DUBAI: Pakistan is unlikely to exit a ‘grey list’ of the Financial Action Task Force (FATF) next month despite active support of its close ally China and tactical support of some powerful Western countries, The News reported on Monday citing diplomatic sources.
The FATF, an international watchdog that works to counter money laundering, may extend the duration of the ‘grey list’ it has placed Pakistan in for another six months to ensure the country gets enough time to adopt legislative measures to restructure its banking system in line with best international practices.
Although Foreign Minister Shah Mehmood Qureshi has expressed confidence at Pakistan getting off the ‘grey list’ by February, experts and diplomatic sources say the FATF is likely to extend the duration of the ‘grey list’ for another six months.
At a review meeting in Beijing last week, Islamabad submitted a compliance report about actions it has taken in line with FATF recommendations.

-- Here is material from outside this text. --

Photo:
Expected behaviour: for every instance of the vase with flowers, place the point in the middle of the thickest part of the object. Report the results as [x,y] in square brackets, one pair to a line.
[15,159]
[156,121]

However, it is still an uphill task to secure 12 more votes out of 39 to exit the ‘grey list’ and move to a ‘white list’, sources said. In recent meetings, Pakistan has received the support of Malaysia and Turkey, besides China.
“Pakistan has done a remarkable job to exit the ‘grey list’ of FATF. We have addressed 24 concerns out of 27 in Beijing meetings and will soon have 100 per cent compliance on FATF guidelines,” Ashfaq Hassan Khan, member of the Economic Advisory Council in Islamabad, said after the recent most recent review.
In October 2019, the FATF board had noted that Pakistan had addressed only five out of the 27 tasks given to it under controlling terror funding and anti-money laundering measures. It had asked Pakistan to swiftly complete its full action plan by February 2020.
“We have addressed most of the technical concerns to ensure there is no more money laundering and terror financing in Pakistan. But there is a political side of FATF due to which it may take another six months to exit the ‘grey list’,” Khan said.
Pakistan was placed on the ‘grey list’ by the FATF in June 2018 and was given a plan of action to complete by October 2019 or face the risk of being placed on the watchdog’s blacklist, along with Iran and North Korea.
If Islamabad comes out of the ‘grey list’, it will be easy for the country to receive financial aid from international and multinational lenders such as the International Monetary Fund, World Bank, Asian Development Bank and the European Union on easy terms and conditions.